Recent heat may indicate faster warming

Global warming during the fourth quarter of the 20th century may already have hit the rate expected for the 21st century, suggests a new analysis of records going back to 1880. Sharply rising temperatures at the end of the 1990s indicate that the fever pace may be even higher, although other scientists doubt that the blip is a trend.

A series of 16 record-warm months in a row during 1997 and 1998 (SN: 1/2/99, p. 6) prompted Thomas R. Karl and his colleagues at the National Climatic Data Center in Asheville, N.C., to take a new look at global warming patterns. The string of record highs may mark a “change point” in the rate of global warming, they conclude in the March 1 Geophysical Research Letters.

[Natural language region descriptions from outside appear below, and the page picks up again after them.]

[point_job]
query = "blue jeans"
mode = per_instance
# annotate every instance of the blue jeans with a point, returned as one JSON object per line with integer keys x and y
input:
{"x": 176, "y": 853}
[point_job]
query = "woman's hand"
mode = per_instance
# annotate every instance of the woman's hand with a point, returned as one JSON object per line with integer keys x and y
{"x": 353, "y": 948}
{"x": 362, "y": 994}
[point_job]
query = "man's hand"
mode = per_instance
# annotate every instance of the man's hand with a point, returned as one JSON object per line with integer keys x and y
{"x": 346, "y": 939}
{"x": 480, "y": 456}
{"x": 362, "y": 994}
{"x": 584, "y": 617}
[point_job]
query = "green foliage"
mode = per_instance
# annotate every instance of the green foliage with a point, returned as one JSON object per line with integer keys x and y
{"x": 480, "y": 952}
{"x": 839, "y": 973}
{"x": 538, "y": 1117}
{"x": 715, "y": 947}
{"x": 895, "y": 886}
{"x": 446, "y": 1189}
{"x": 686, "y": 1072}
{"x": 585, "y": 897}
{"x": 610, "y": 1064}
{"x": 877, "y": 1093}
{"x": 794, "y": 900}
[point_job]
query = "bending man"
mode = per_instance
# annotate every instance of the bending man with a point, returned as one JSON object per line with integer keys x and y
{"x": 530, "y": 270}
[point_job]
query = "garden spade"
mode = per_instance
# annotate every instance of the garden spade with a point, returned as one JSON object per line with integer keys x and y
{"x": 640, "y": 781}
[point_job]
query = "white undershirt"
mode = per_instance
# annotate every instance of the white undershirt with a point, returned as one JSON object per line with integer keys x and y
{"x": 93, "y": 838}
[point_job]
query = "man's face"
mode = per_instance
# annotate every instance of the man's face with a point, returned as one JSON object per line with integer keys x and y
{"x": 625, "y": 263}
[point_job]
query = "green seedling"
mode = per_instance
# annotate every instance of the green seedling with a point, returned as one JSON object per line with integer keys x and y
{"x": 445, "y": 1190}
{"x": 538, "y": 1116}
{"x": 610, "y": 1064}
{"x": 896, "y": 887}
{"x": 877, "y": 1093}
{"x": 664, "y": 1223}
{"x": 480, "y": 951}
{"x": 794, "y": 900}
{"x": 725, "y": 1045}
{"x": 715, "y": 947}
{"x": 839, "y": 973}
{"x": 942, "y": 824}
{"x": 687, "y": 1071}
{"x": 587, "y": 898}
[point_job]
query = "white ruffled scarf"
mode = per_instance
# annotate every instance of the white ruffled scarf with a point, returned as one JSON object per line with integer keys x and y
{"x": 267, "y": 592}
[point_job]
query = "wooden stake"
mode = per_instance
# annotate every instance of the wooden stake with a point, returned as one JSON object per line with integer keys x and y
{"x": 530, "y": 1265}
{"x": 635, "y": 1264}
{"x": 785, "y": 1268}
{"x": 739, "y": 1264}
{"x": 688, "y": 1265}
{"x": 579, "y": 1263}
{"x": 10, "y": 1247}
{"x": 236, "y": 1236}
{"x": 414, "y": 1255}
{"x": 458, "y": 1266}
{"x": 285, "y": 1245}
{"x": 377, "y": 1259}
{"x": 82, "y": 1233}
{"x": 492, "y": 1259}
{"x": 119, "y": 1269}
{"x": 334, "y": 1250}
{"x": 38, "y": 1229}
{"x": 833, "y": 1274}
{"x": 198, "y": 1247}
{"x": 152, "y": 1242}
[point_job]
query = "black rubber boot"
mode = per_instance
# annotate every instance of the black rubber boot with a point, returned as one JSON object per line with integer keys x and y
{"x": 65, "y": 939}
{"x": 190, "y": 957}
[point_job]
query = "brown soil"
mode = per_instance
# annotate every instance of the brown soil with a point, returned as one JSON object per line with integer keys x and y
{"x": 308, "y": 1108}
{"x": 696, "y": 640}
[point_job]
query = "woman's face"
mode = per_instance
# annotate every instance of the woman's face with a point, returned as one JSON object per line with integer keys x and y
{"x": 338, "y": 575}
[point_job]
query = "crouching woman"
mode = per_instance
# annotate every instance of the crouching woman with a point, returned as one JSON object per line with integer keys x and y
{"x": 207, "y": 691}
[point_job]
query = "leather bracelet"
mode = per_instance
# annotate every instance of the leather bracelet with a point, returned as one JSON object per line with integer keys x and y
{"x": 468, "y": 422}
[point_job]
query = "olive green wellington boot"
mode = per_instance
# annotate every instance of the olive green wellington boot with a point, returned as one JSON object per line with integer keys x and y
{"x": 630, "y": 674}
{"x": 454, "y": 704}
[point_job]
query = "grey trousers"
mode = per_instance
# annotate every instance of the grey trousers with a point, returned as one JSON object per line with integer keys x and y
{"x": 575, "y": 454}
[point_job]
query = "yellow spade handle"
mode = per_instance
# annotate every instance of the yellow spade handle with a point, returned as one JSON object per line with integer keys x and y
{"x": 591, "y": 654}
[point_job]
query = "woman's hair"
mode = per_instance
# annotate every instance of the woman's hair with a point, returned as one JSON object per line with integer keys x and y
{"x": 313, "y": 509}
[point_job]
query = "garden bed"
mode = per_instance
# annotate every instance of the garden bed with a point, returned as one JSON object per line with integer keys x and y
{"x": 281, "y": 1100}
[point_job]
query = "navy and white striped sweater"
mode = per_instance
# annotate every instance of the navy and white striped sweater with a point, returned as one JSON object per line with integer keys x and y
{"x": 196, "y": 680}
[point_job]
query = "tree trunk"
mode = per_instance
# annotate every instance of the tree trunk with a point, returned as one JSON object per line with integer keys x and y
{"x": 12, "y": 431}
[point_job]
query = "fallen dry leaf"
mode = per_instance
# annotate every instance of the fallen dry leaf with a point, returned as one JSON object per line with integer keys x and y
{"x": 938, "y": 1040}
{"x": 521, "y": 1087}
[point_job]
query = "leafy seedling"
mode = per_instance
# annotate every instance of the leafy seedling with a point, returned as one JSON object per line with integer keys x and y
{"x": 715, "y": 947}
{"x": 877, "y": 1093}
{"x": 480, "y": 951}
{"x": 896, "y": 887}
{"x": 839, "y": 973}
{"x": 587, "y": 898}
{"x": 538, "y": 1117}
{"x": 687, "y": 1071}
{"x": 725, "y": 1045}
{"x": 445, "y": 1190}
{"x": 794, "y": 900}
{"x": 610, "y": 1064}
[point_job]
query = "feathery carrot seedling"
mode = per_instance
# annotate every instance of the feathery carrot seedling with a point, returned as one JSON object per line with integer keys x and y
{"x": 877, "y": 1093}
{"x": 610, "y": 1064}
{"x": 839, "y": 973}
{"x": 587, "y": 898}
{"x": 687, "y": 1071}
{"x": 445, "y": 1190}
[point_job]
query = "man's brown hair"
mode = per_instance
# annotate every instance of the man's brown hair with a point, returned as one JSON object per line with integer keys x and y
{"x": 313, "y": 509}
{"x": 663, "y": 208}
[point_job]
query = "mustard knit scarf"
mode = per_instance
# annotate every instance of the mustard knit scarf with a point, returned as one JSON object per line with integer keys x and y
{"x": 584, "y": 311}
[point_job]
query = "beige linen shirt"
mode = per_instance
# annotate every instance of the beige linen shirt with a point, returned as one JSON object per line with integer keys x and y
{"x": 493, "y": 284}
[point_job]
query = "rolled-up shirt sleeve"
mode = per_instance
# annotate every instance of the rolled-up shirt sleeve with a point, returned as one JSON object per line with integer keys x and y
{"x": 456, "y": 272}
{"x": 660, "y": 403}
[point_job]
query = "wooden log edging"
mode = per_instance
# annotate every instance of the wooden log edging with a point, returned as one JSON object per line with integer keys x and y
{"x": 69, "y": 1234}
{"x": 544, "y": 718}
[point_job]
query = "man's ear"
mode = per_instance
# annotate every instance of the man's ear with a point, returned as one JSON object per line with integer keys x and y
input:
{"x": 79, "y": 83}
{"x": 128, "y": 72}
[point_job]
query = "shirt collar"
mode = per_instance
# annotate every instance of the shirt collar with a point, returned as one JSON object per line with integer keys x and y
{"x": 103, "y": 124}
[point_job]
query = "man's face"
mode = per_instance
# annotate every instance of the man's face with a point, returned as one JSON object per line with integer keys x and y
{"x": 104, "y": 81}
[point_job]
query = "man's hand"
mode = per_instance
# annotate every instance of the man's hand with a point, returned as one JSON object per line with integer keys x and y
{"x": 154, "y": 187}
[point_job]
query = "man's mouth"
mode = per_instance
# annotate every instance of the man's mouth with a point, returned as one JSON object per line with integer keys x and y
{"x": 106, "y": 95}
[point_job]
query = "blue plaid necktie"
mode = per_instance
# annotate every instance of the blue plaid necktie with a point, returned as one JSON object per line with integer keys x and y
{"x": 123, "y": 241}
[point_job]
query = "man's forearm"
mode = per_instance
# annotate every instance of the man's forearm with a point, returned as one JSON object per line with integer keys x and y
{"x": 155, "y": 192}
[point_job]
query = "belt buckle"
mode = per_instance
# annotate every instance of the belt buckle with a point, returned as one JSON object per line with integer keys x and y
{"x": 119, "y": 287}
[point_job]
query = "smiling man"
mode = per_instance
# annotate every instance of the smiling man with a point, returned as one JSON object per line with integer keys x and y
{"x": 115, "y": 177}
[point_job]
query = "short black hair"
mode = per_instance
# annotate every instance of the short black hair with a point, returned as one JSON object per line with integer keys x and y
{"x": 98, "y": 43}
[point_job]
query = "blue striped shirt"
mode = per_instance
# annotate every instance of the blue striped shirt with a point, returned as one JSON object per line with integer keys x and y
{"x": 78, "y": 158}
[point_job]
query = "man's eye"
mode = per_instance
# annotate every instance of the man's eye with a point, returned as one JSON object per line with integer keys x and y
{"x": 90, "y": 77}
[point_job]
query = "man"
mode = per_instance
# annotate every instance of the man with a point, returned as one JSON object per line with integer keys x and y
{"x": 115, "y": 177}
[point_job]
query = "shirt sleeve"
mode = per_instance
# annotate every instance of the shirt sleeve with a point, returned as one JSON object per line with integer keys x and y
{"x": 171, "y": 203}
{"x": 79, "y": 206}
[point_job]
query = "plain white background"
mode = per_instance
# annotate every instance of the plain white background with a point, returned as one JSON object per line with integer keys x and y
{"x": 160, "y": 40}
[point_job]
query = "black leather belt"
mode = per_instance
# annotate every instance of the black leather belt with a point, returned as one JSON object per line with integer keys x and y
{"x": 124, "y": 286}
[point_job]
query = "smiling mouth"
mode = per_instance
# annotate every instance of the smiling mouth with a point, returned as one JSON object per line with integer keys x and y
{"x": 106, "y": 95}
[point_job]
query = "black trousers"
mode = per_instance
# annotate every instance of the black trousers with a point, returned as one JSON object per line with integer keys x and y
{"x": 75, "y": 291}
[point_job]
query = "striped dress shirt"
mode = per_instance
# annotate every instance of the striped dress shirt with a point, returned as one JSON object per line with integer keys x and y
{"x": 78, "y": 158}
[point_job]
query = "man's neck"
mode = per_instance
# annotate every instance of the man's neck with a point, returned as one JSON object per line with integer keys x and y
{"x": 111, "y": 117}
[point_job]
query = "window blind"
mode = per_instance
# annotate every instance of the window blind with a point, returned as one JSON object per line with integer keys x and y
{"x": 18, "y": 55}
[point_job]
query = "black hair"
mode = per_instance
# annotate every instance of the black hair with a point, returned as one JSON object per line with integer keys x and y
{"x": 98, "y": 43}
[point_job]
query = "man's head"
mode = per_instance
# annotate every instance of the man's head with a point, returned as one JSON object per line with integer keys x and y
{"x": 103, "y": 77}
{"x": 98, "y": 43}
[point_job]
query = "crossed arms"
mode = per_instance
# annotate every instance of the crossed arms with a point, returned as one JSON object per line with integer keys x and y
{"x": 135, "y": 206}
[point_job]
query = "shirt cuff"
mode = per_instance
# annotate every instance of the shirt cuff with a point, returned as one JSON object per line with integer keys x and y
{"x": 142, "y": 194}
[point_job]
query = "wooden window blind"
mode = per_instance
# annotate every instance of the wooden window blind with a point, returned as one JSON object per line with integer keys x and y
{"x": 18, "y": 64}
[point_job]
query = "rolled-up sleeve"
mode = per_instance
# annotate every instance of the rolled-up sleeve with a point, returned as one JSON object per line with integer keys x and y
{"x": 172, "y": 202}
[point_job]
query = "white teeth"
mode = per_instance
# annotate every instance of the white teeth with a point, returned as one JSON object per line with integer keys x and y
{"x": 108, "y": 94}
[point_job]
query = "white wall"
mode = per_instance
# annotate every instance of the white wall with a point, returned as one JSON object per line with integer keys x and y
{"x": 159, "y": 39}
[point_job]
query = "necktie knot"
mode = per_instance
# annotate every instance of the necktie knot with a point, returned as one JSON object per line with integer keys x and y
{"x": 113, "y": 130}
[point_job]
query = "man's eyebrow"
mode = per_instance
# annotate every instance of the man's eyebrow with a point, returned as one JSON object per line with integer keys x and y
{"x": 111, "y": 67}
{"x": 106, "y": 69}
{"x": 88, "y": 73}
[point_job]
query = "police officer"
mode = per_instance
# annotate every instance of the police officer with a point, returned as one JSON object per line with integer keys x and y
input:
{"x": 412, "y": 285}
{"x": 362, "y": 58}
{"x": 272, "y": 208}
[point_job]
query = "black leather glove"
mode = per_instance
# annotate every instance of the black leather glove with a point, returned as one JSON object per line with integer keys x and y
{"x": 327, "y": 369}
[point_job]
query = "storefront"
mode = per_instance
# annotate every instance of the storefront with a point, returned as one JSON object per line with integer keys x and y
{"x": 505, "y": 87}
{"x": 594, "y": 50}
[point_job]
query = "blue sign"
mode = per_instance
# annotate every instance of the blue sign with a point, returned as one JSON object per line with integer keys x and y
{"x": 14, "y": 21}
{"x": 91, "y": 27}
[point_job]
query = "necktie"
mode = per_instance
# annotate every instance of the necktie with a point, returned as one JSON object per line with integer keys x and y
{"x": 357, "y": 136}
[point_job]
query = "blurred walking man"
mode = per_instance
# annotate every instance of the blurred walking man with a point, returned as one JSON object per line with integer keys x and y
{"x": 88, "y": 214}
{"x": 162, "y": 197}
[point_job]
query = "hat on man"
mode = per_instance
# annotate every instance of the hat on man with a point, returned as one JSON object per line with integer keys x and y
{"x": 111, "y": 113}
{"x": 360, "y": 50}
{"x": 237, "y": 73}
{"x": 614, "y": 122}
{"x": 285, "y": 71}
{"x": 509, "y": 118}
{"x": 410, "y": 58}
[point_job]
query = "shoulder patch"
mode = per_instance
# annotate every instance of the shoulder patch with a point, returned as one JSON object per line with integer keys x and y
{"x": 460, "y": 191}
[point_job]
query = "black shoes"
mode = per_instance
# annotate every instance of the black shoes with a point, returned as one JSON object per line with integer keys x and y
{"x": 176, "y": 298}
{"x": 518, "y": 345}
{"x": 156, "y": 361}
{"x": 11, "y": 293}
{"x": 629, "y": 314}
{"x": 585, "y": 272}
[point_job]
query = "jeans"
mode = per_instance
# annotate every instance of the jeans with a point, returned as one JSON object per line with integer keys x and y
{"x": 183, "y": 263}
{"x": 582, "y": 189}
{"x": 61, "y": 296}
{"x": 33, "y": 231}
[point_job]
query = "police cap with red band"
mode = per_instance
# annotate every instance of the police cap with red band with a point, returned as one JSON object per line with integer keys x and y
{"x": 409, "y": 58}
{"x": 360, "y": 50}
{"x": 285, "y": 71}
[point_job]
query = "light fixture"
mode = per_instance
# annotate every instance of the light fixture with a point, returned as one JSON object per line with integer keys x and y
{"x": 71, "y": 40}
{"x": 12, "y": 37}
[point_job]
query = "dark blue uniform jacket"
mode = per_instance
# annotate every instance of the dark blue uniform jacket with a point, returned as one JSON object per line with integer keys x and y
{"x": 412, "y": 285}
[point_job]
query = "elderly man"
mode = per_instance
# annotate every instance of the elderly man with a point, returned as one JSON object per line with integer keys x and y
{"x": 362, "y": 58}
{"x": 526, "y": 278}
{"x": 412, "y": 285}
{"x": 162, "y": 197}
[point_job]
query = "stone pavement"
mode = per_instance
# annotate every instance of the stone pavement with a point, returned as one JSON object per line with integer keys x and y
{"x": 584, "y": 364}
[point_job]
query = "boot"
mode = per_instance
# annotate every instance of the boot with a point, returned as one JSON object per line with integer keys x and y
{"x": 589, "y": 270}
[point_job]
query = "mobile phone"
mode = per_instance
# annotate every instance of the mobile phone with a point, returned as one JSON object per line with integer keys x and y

The researchers found that over the past 25 years, Earth has been warming at a rate of 2ºC per century, rather than the 1.5ºC rate previously measured (SN: 9/4/99, p. 150). The new pace matches warming rates predicted for the 21st century by the United Nation’s Intergovernmental Panel on Climate Change.

With average temperature increasing by 2ºC per century, there would be only a 1 in 20 chance of 16 record-setting months in a row, says Karl. “Sometimes unusual events really do happen [by chance],” he acknowledges. More likely, the pace of global warming has increased to 3ºC per century, he says.

Karl adds that he will be more confident of his prediction if temperatures continue to rise at the faster pace through the next few years. Data from 1999 seem to fit his proposal. Despite a La Ni±a cooling trend in the  Pacific, last year was the fifth-warmest year on record, with temperatures outside the tropics that were just as high as those in 1998, Karl says.

Climatologist Alan Robock of Rutgers University in New Brunswick, N.J., finds the analysis unconvincing. “From a very short period of time, you can’t extrapolate the rate of change of a very slow process,” he says. “You have to average over 20- or 30-year periods, not 2-year periods.”

The researchers’ statistical analysis ignores the physics of climate change, Robock says. It’s unlikely that the climate system is reacting to steadily increasing greenhouse gases in a different way, as a sudden change in warming rate would require. Data over a longer time are likely to show a constant rate, he says.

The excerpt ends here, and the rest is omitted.